Breaking Sticks

Nov. 13, 2021

After two months of interviews, recruiting season is finally over. I think I went through about 20 total hours of interviews and probably 40 interview questions. Although there were some boring or tedious ones, there were definitely several interesting questions as well.

1. Breaking Sticks

Take a 1-meter stick and pick 99 points (uniformly) randomly. We cut the stick at those points to create 100 pieces. What's the expected length of the shortest piece?

Let \(m\) denote the length of the shortest piece. We'll tackle this problem by deriving a formula for \(\mathbb{P}(m > x)\) for all \(x \in [0, 1]\).

First, denote \( \{ l_1, l_2, \ldots, l_{100} \} \) as the lengths of all 100 pieces. We can see that $$ \mathbb{P}(m > x) = \mathbb{P}(l_1 > x \land l_2 > x \land \cdots \land l_{100} > x) $$ From this, we can can reformulate the problem as solving for $$ \mathbb{P}(l_1 > x \land l_2 > x \land \cdots \land l_{100} > x) $$

The probability \( \mathbb{P}(l_1 > x \land l_2 > x \land \cdots \land l_{100} > x) \) is the probability that all 100 pieces are larger than \(x\). Consider the equivalent scenario of cutting 100 pieces on the interval \([0, 1-100x]\) and then adding length \(x\) to each of the 100 pieces. We can see that the resulting set of pieces is equivalent to cutting 100 pieces from the meter stick such that all pieces are longer than \(x\). Thus, this probability is the same as making 99 cuts in the interval \([0, 1-100x]\). $$ \mathbb{P}(m > x) = \mathbb{P}(l_1 > x \land l_2 > x \land \cdots \land l_{100} > x) = (1 - 100x)^{99} $$

Finally, we can solve for the expected value as $$ \mathbb{E}[m] = \int_{0}^{\frac{1}{100}} \mathbb{P}(m > x) dx = \int_{0}^{\frac{1}{100}} (1 - 100x)^{99} dx = \frac{1}{10000} $$ Thus, our answer is \( 1 / 10000 = 0.0001 \).

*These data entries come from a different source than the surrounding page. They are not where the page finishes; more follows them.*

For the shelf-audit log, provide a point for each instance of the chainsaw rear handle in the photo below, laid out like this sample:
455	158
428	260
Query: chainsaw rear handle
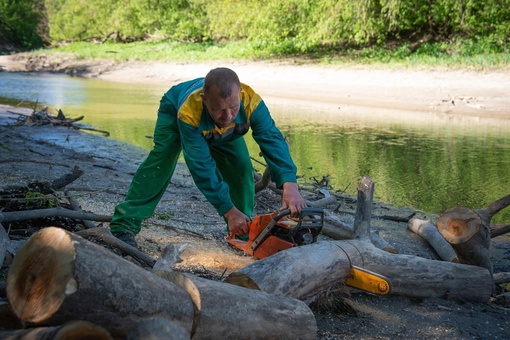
308	218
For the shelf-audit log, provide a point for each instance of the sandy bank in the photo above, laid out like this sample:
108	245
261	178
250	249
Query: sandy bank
449	93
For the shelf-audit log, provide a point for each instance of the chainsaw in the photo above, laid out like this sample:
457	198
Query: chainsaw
274	232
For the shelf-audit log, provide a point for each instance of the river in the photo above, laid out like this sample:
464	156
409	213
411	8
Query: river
429	164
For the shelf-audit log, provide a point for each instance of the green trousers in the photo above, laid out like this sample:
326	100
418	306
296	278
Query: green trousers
153	176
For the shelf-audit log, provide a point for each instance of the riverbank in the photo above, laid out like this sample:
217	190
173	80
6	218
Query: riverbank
185	217
451	94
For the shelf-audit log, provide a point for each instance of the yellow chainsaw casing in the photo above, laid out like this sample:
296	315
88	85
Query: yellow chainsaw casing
368	281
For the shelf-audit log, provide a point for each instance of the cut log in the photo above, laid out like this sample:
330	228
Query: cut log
429	232
363	209
225	311
8	320
499	229
502	277
468	234
58	276
76	330
301	272
221	307
16	216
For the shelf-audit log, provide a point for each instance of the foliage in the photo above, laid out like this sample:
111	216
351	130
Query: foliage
19	22
276	28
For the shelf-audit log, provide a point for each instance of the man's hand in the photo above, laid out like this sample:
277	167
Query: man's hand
237	222
292	199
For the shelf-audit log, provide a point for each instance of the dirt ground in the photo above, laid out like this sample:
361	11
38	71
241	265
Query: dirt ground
184	216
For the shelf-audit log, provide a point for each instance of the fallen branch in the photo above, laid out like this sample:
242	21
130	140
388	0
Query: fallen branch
15	216
106	236
429	232
499	229
76	206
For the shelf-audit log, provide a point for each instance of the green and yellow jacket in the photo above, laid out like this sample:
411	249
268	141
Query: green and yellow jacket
198	132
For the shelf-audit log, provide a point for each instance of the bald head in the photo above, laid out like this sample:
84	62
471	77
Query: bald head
224	79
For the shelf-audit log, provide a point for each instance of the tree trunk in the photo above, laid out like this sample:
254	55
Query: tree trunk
157	328
429	232
71	330
58	276
363	209
302	272
468	234
225	311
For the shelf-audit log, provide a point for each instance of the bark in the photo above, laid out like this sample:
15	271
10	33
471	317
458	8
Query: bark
302	272
157	328
50	187
363	209
502	277
220	307
15	216
76	206
499	229
58	276
106	236
503	299
4	242
71	330
429	232
468	234
225	311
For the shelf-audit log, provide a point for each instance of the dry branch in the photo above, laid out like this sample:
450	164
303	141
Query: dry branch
499	229
429	232
15	216
71	330
74	279
106	236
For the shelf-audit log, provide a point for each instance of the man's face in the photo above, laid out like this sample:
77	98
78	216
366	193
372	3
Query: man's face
222	110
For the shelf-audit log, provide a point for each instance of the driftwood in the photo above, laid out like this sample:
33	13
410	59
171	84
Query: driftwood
42	117
47	187
68	282
106	236
468	231
71	330
14	216
76	206
4	242
72	278
499	229
157	328
212	297
324	264
429	232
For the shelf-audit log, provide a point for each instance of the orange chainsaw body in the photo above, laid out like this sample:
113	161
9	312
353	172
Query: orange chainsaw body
274	232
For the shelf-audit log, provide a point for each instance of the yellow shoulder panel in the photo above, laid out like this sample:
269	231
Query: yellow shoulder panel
191	110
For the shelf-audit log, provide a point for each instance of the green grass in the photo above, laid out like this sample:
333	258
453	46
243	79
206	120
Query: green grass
464	54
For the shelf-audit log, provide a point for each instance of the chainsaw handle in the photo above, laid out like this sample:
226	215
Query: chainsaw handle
304	212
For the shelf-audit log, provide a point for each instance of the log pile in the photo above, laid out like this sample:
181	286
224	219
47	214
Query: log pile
55	279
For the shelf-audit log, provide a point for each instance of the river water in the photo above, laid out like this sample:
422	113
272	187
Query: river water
429	164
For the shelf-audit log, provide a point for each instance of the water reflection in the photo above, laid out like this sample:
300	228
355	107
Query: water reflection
428	162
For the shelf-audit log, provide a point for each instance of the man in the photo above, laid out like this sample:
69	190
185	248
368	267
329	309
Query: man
206	119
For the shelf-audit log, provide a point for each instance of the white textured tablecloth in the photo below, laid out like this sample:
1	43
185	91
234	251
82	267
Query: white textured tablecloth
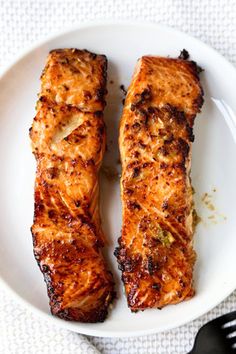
21	24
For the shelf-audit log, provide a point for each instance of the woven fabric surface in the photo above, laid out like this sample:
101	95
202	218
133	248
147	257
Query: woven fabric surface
21	24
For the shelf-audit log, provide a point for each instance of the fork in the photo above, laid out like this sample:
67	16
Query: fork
217	336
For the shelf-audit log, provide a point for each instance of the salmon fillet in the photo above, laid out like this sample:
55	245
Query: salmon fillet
68	140
155	250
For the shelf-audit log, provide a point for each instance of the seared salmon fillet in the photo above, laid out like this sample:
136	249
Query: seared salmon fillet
68	141
155	250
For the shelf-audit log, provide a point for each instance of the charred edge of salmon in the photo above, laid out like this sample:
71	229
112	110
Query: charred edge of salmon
76	314
131	264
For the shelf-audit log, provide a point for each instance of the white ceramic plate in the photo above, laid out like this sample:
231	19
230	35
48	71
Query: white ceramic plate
213	167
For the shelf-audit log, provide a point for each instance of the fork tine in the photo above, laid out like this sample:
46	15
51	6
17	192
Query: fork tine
220	321
228	330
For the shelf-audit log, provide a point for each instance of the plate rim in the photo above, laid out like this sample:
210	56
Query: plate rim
3	283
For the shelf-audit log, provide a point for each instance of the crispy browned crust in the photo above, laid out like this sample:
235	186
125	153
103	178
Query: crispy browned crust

We can experimentally verify this through a couple lines of Python code:

import numpy as np
import matplotlib.pyplot as plt

samples = 50000
num_cuts = 99
breaks = np.random.uniform(0, 1, (samples, num_cuts))
breaks = np.sort(breaks, axis=1)
breaks = np.diff(breaks, axis=1, prepend=0, append=1)
breaks = np.min(breaks, axis=1)

print(f"Mean: {np.mean(breaks):.5} | Std: {np.std(breaks):.5}")

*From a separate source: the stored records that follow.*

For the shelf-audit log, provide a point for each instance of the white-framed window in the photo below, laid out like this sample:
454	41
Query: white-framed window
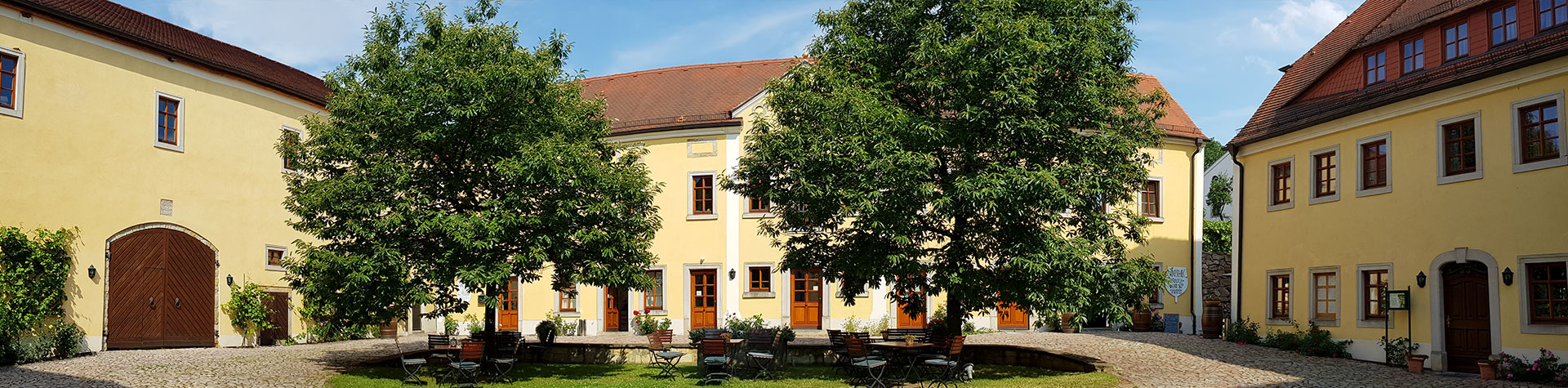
1325	175
274	256
1544	292
1459	148
1325	296
1537	134
13	74
702	187
170	127
1281	294
1374	163
1372	282
291	134
1152	198
1281	183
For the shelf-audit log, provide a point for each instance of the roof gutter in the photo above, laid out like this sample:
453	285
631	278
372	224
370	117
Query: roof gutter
168	51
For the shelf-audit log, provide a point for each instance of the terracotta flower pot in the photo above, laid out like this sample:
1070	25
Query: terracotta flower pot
1416	363
1487	371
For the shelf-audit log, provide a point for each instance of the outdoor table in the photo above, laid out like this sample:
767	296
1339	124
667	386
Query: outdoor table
906	354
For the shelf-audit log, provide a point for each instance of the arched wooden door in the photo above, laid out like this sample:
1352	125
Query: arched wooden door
1010	318
1467	314
160	291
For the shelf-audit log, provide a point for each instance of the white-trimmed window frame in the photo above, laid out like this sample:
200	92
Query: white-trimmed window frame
692	214
283	163
1523	283
1361	294
1269	318
1339	165
1338	294
1272	189
179	122
270	248
1443	168
20	95
773	282
1159	200
1513	129
1388	165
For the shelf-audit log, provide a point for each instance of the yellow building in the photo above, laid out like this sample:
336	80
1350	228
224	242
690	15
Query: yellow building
714	265
1414	148
157	143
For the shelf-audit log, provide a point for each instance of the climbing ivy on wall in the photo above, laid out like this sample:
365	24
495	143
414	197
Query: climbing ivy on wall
33	270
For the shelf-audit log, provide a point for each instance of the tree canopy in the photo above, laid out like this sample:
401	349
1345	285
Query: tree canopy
974	142
457	158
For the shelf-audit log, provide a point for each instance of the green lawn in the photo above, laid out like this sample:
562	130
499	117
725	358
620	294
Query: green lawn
644	376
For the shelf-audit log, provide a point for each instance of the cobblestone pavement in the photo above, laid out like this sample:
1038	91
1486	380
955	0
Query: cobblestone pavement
308	365
1179	360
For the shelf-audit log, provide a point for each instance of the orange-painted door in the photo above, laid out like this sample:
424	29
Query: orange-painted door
705	299
804	299
1010	318
507	314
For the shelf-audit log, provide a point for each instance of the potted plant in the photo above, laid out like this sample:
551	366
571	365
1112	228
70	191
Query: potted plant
1489	368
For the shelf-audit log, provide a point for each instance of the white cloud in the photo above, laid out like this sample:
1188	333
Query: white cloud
786	29
1293	25
311	35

x = np.linspace(np.min(breaks), np.max(breaks), num=50)
y = 9900 * (1 - 100 * x) ** 98

plt.hist(breaks, bins=100, density=True, label="Sampled Distribution")
plt.plot(x, y, label="True Distribution")
plt.legend()
plt.title("Distribution of minimum length")
plt.ylabel("Frequency")
plt.xlabel("Min length piece")
plt.show()

Running this yields the following graph

OP Score Description

And gives an sample mean of 0.0001002342, which is very close to our theoretical mean.